I was at a design conference in Seattle talking with a colleague when it arrived with a buzz.  Instead of the sweet note of longing I hoped for, I received this vaguely foreboding statement – and I deserved it.

A little background… My father had a way with cars.  He had the intuition and touch, and at times it seemed he related to them better than to any of us children.  I was in awe of his skill and how he seemed able to see and understand things that eluded the rest of us.

Well, one of our cars would have a carburetor flooding problem in very specific circumstances.  He knew that, and knew how to correct it when necessary.  Problem was, it was the car my mother drove most, and she wasn’t blessed with his “car whisperer” gifts…  One frigid winter night I remember him talking her through the process over the phone: remove the air cleaner, stick a hair comb into the choke plate to lean out the mix, and so on.  It wasn’t really a problem in his eyes because he understood the system intimately, and how to address problems it occasionally had.  It sure was a catastrophe that victimized my mother on nights like that though.

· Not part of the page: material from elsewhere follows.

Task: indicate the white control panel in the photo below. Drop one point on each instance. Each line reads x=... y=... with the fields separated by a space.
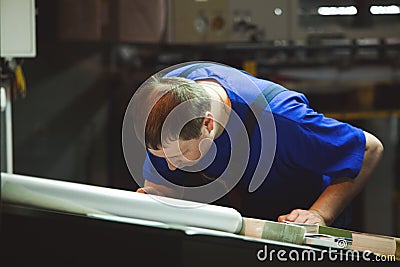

Keeping that in mind, let’s pull this all forward…  I had recently added a soundbar to our television and left the wiring in a “functional” state, planning to redo it when I wall-mounted the television in a week.  The universal remote wasn’t playing well with the soundbar, the HDMI ports and routing were a mess, but I knew exactly what was going on and could navigate it well. That was me – my wife didn’t understand it, couldn’t visualize it, and had no patience for it (or me) when “Chopped” was about to start.  Didn’t help that this was the third setup she had to deal with in as many weeks as I experimented.

My wife was a typical user, and it is often easy for product development professionals to lose touch with their point of view.  You may think you are just like them – heck, you use the product at home too!  But the more you know as a professional in the field (designer, engineer, marketing specialist, etc…), the further you get from being a kindred soul of the mass market consumer.  The mechanisms of accomplishing a task are apparent to you, and you’ve gotten to the point of developing sophisticated jargon to describe the elements and actions you deal with to make the magic happen.  Most of the time they don’t care – nor should they.  A convoluted description or excuse doesn’t solve their need, regardless of how proud we may be that we figured it all out.

I already know this well, but an occasional humbling reminder is a healthy thing.  I had grown to be my father’s son, but my wife was clearly not my mother’s daughter (as is the custom, I suppose).